Siskind Gallery, H1019, Blue Zone, London Campus
February 10 – 21, 2026
Tuesday to Friday, 10 a.m. to 5 p.m.
Saturday, 11 a.m. to 4 p.m.
Rooted in Blue, Bloom in Red
By Meggie Prym Kamsataya
We were woven in blue—
tight stitches, quiet threads.
embedded into our skin before we knew
tender on the surface, bruised beneath
We learned to fold like fabric
through the weight of his gaze.
like lace, like ribbon, like soft whispered promises—
tied too tight on breaking ribs
Fate knit into the pattern,
sorrow hiding between the rows.
loop over loop, breath over breath.
torn apart, then gathered again.
Pain watered our roots,
Anger nourishes our skin.
We are cut, we are mended,
We break, but so we become—
from a piece of cloth to women
from silence to birth
we bloom sharp, we bloom wild,
no longer owned, no longer hidden
Damsel Rhapsody art exhibition chants about feminism, gender roles, beauty standards, social and cultural construction and commodification of the female body through printmaking and textiles.
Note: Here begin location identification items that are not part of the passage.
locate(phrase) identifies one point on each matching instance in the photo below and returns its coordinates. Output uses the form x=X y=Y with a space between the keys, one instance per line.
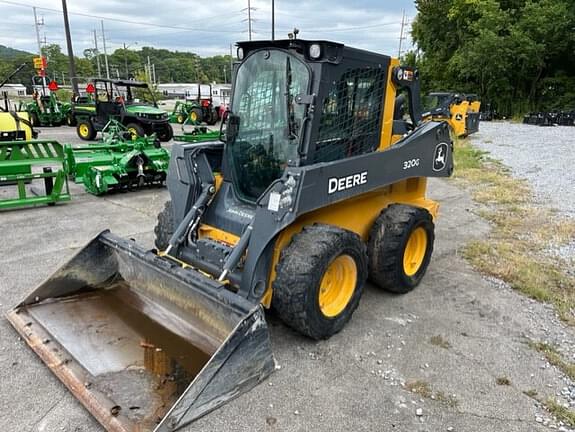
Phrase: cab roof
x=332 y=52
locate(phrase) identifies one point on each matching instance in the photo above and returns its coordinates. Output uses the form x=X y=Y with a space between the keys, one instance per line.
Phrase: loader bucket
x=143 y=343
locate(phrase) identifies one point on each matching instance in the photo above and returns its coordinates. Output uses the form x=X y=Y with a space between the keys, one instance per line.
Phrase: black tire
x=136 y=129
x=199 y=115
x=71 y=120
x=166 y=134
x=388 y=239
x=85 y=130
x=300 y=271
x=165 y=227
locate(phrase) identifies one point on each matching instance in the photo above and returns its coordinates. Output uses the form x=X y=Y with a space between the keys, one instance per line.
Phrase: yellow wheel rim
x=84 y=130
x=337 y=286
x=133 y=132
x=414 y=253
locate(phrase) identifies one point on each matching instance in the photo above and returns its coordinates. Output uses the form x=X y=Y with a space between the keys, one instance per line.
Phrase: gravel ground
x=545 y=157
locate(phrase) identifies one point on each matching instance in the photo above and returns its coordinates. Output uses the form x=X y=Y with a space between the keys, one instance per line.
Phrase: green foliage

Materials traditionally associated with femininity—fabric, yarn, lace, crochet and stitching—are central to the work, carrying histories of domestic labor, beauty standards and marginalization of women. Not just functioning as a pretty decoration, but these materials speak to critique and reclamation.
The work focuses on the female body as a site of control, judgment and expectation shaped from early childhood. Cultural ideals of beauty often demand discipline, pain, and compliance, shaping how women start to see themselves. Through recurring imagery such as dolls, animal costumes, meat patterns and historical references like foot binding, the work examines how innocence and violence coexist within ideals of femininity. These visual tensions reflect the pressure placed on women to appear soft, desirable and contained while enduring physical and emotional strain.